Destek Sitesi platformunda Uzman olmak ister misiniz?

Uzman olmak için Şimdi başvurun.

Peygamberlerde bulunması gereken vasıflar nelerdir? Nebi ile resul arasındaki fark nedir?

Oluşturulma tarihi: 31.01.2025 23:16    Güncellendi: 31.01.2025 23:16
Cevap

Değerli kardeşimiz

Peygamberlik müessesesi vehbîdir (Allah vergisidir). Takva ve salâhat gibi insanın iradi gayreti (kesbi) ile elde edilemez. Peygamberler Cenâb-ı Hakk’ın insanlar arasından hususî seçtiği özel himaye ve terbiye ettiği mümtaz şahsiyetlerdir.

Resûlüllah Efendimiz Kureyş’e Nübüvvetini tebliğ etmesi üzerine Kureyş’in ileri gelenlerinden Velid bin Muğire:

“Eğer peygamberlik hak olsaydı peygamber sen olacağına ben olurdum. Çünkü ben yaşça senden büyük olduğum gibi mal ve çocukça da üstünüm” (H. Cisrî Risâle-i Hamidiye 520) demişti.

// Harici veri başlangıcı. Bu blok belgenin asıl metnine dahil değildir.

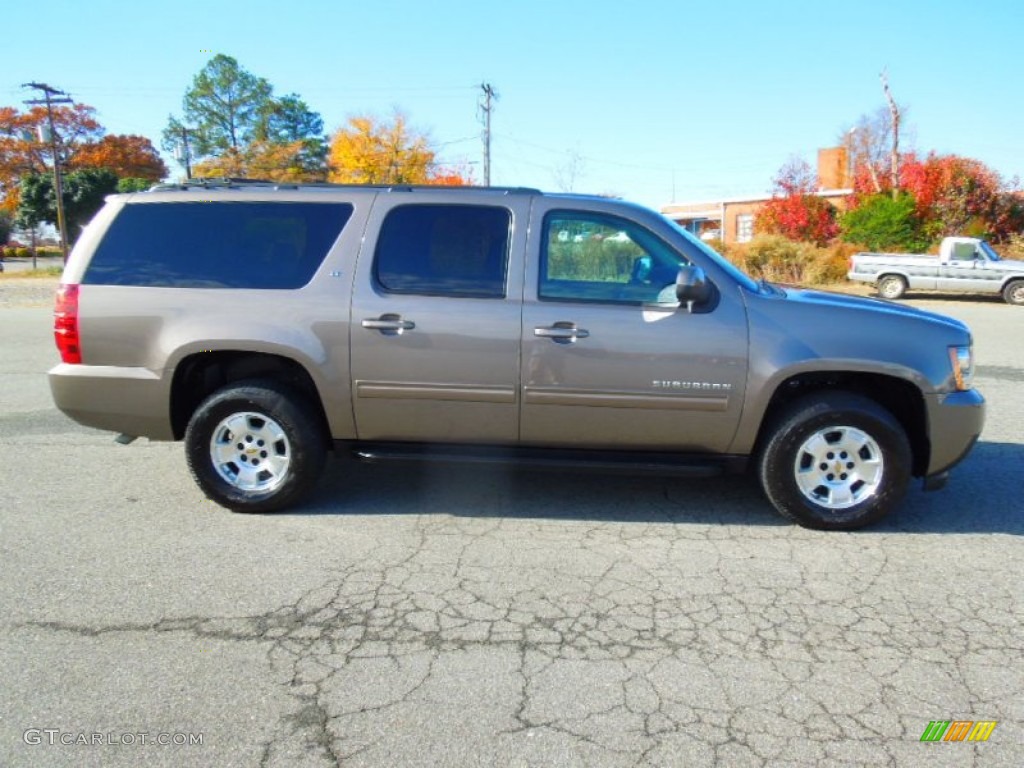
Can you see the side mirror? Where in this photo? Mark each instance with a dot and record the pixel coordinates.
(692, 286)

Bunun üzerine nazil olan âyetlerde: Allah’ın peygamberliği kime vereceğini daha iyi bildiği o makamın böyle fazla çocuk sahibi olmak ve daha yaşlı bulunmak gibi maddi sebep ve vesilelerle ulaşılacak maddî bir makam olmadığı belirtilmiştir. (el-En’âm 124)

Ayrıca da peygamberliğin ilâhî ve yüce bir rahmet olduğu ve bunu ancak Allah’ın dilediğine vereceği kimsenin böyle bir rahmete lâyık olduğunu iddia edemeyeceği; gelen âyetlerde açıkça beyan edilmiştir. (Zuhruf   31-32)

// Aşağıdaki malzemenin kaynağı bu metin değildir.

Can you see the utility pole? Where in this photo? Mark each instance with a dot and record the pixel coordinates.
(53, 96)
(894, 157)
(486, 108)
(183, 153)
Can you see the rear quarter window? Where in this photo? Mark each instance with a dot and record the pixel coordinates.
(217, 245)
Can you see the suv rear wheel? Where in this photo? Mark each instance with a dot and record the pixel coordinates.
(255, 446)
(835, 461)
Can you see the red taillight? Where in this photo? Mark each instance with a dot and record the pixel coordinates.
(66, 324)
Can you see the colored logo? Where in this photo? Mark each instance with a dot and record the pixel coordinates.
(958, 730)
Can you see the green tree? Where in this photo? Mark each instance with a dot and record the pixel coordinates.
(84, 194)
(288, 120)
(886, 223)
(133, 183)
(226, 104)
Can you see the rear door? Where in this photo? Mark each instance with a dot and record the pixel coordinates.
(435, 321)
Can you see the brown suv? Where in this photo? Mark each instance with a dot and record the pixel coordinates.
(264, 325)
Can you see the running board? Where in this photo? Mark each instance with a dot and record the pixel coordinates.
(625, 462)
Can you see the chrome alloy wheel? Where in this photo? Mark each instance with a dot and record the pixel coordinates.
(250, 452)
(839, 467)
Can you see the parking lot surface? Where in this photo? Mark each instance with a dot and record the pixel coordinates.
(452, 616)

Peygamberlik kulun irade ve gayretiyle ilgisi olmayıp yalnız Allah’ın tercihiyledir. Bununla beraber peygamber olan zatlarda bulunması şart olan bazı vasıflar da vardır. Bu vasıfları şöylece sıralayabiliriz:

1) Peygamberler; hür olan erkek kişilerden olur. Kölelerden kadınlardan cinler ve meleklerden peygamber gelmemiştir. Şöyle ki:

a)Peygamberlik sadece ERKEKLERE hastır. Bu husus Enbiyâ sûresinin 7. âyetinde kesin olarak belirtilmiştir.  Bazıları Meryem Havva Âsiye Sâre Hacer Hz. Musa’nın annesi Yuhaniz gibi bazı kadınların da peygamber olabileceğini ileri sürmüşlerse de ulemânın ekseriyetinin ittifakıyla bu görüş isabetli bulunmamıştır. (Tafsilât için bk: Muhittin Bahçeci Âyet ve Hadîslerle Peygamberlik ve Peygamberler 87-88)

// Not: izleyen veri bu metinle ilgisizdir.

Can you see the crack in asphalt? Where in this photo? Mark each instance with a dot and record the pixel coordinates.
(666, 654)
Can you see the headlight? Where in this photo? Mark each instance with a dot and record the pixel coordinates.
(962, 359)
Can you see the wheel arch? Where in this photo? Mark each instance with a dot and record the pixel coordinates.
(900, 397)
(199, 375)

b) Peygamberler HÜR kişilerden olur. Toplumda horlanan bir sınıf olan kölelerden peygamber çıkmamıştır. İşte bu sebeble Hz. Lokman ekseriyetin görüşüne göre peygamber değildir. Zira o azadlı bir köledir. Kölelikten kurtulduktan sonra birçok peygamberlere ulaşmış ve onlardan ilim öğrenmiştir. Hakîm bir zat olarak meşhurdur. (H. Cisrî Risâle-i Hamidiye 528-529)

c)Meleklerden de peygamber gelmemiştir. Bir âyet-i kerîme de meleklerden bir kısmı için “Rusül”  (Resuller) denmekte ise de bu lügat mânâdaki peygamber demek değildir. Allah ile peygamber arasında elçilik ve kitap indirmede aracılık yaptıkları iyi kullara ilhamlarda bulundukları için -bazı melekler bu tabirle zikredilmişlerdir. (Fatır 1; Bk: H. Cisrî Risâle-i Hamidiye 530)

d) Meleklerden  peygamber gelmediği gibi bazı alimlerin görüşüne göre cinlerden de peygamber gelmemiştir. (Bu hususta tafsilât için bk:  H. Cisrî Risâle-i Hamidiye 530-531)

2)Peygamberler körlük baras cüzzam gibi hastalıklardan soyca ayıplanmaktan kalp katılığı ve insanlığa yakışmayan vasıflardan ve tiksindirici durumlardan uzaktırlar.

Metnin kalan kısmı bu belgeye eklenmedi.